The EU: Justice and home affairs

Issues such as civil law, criminal law, migration and asylum come under the responsibility of the Justice and Home Affairs Council (the JHA Council).

More about the JHA Council on the Council of the European Union website

Future work in the area of migration

The European Union has the goal of creating a common immigration policy. It is important that the European asylum system is sustainable and viable, and that all Member States share the responsibility – more countries must do more. Several important decisions were taken in 2015 for managing the emergency situation and strengthening the existing system. At the same time, many Member States have not implemented decisions agreed upon by the Union.

The Government will work to ensure a new common asylum system in the EU, based on a permanent and binding relocation scheme that entails a more even distribution of persons in need of protection in the EU, in that a person applies for asylum in the EU and is then allocated to one of the Member States. It is also necessary to work with countries of origin and transit to address the causes behind people fleeing or being forced to migrate, for example by promoting sustainable development, respect for human rights and good governance.

Review of the EU Visa Code/touring visas

A well-balanced visa policy is important for achieving and maintaining regulated immigration, while promoting movement of persons, trade and tourism. The Government welcomes a revision of the EU Visa Code and the proposal for touring visas. The Government further welcomes the proposal's ambition to facilitate the visa procedure and make it more accessible for bona fide travellers and supports the ambition to grant multiple visas with long validity to a greater extent.
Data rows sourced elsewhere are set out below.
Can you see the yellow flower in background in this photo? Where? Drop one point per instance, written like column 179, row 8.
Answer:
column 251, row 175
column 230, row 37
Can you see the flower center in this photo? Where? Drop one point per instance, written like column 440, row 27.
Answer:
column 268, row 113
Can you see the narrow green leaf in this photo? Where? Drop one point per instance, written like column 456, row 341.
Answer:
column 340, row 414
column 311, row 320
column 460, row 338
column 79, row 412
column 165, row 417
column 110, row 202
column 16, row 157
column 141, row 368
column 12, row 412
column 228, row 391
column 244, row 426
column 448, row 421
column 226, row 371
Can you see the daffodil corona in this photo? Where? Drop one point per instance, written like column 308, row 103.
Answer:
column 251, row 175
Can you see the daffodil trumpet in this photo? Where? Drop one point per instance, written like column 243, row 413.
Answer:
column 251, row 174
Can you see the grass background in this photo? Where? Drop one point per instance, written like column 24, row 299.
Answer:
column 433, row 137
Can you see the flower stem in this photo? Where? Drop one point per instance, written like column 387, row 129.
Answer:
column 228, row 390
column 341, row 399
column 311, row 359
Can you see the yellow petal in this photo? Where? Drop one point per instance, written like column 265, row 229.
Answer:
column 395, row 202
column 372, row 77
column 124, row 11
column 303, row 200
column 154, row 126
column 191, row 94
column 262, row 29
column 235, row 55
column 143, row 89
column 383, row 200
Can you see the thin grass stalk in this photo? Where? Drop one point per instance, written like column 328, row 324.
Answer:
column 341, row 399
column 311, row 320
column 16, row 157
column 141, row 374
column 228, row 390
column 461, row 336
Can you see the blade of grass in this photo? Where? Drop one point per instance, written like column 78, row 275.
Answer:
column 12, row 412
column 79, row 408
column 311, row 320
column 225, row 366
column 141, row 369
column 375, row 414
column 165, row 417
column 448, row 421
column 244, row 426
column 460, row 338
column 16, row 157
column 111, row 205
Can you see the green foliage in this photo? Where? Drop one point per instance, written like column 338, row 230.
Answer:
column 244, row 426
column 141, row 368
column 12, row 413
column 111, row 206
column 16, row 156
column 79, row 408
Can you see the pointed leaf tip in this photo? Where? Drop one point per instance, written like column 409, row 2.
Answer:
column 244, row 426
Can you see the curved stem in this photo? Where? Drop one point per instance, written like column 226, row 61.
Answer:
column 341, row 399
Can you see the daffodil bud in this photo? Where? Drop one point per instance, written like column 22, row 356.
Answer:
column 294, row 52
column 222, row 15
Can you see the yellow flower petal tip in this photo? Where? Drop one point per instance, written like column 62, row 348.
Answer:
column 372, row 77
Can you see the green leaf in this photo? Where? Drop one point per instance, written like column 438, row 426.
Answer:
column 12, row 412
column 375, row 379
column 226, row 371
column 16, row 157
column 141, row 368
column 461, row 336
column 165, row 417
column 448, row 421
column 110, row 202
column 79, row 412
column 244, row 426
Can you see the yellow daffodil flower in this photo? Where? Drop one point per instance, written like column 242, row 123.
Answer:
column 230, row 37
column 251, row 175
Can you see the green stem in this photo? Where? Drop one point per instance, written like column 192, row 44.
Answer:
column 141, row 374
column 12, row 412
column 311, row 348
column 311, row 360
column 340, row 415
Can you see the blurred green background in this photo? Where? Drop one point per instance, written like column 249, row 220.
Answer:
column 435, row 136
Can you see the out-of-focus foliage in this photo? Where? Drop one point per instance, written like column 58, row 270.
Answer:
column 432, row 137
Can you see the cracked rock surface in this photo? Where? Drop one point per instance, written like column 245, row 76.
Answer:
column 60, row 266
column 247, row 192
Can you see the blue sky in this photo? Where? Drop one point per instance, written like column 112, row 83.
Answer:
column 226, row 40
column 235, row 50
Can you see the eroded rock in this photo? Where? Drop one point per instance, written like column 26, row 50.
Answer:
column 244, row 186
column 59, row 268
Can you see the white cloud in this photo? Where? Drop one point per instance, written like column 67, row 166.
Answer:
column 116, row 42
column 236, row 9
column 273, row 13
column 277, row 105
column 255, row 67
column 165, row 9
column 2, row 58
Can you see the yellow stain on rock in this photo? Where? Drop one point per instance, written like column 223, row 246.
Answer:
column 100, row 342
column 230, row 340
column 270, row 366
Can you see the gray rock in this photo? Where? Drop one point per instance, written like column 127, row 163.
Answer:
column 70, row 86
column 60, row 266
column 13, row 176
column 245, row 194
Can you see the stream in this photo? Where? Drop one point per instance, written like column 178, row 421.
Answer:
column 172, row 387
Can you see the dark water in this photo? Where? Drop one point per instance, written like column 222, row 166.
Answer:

This type of procedure benefits the individual and lightens consulates' administrative burden. The proposals should be cost-neutral. A balance should be maintained between simplification on the one hand and the objective of preventing risks regarding illegal immigration, and to public order and security on the other.

More about CEAS on the European Commission website

  • Judicial cooperation within the EU

The foremost objective of civil law cooperation is to improve cooperation between authorities in the Member States so as to remove barriers resulting from differences in the judicial and administrative systems.

The Member States are working together to prevent and combat serious crime with cross-border elements, such as organised crime, terrorism, money laundering, human trafficking, drug trafficking and IT crime. The EU's measures to prevent and combat this crime are to provide added value and be pursued in an efficient and effective manner. Sweden particularly stresses that antiterrorism requires broad preventive efforts involving the whole of society, and that we use tools and forums for cooperation that are already in place.

Sweden is monitoring to ensure that all measures are compatible with the fundamental principles of legal security and respect personal privacy.


Work to combat terrorism is a priority for the Government. In August, the Government adopted a new Swedish strategy to fight terrorism. According to the strategy Sweden will be involved in influencing international efforts to combat terrorism and in this, cooperation within the EU is essential.

Future work in the EU should focus on implementing measures that have already been decided in order to combat terrorism in various ways and prevent radicalisation and recruitment to violent extremism.